Rob Galaski, Partner, Deloitte Canada; Global Banking & Capital Markets Consulting leader said using AI in financial services will require an openness to a fundamentally new way of safeguarding the ecosystem, different from the tools of the past.
“To accelerate the pace of AI adoption in the industry, institutions need to take the lead in developing and proposing new frameworks that address new challenges, working with regulators along the way.”
Over a number of areas, AI brings in new complexities to old challenges in the financial services industry and according to Gartner the governance frameworks of the past will not adequately address these new concerns.
Some of these concerns include, explaining AI decisions, bias and fairness, systemic risk, fiduciary duty and algorithmic collusion.
For these concerns, the report outlines the key underlying root causes of the issue and highlights the most pressing challenges, identifies how those challenges might be addressed through new tools and governance frameworks, and what opportunities might be unlocked by doing so.
When it comes to explaining AI decisions some forms of AI are not interpretable even by their creators, posing concerns for financial institutions and regulators who are unsure how to trust solutions they cannot understand or explain.
Gartner says this uncertainty has left the implementation of cutting-edge AI tools at a standstill.
The Forum offers a solution, evolve past “one-size-fits-all” governance ideas to specific transparency requirements that consider the AI use case in question.
Bias and fairness is another concern for financial institutions, regulators and consumers. AI’s ability to rapidly process new and different types of data raise concerns that AI systems may develop unintended bias over time.
Despite these risks, AI also presents an opportunity to decrease unfair discrimination or exclusion.
With systemic risks, the widespread adoption of AI also has the potential to alter the dynamics of the interactions between human actors and machines in the financial system, creating new sources of systemic risk.

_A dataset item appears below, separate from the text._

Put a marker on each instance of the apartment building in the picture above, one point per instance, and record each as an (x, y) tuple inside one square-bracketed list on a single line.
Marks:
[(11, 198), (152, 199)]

As the volume and velocity of interactions grow through automated agents, emerging risks may become increasingly difficult to detect, spread across various financial institutions, Fintechs, large technology companies, and other market participants.
As AI systems take on more tasks, they will increasingly interact with customers. This means companies have a fiduciary duty to always act in the best interests of the customer may soon arise, raising the question if AI systems can be held “responsible” for their actions – and if not, who should be held accountable.
AI system can act autonomously this may lead to algorithmic collusion without any instruction from their human creators, and perhaps even without any explicit, trackable communication.
This challenges the traditional regulatory constructs for detecting and prosecuting collusion and may require a revisiting of the existing legal frameworks.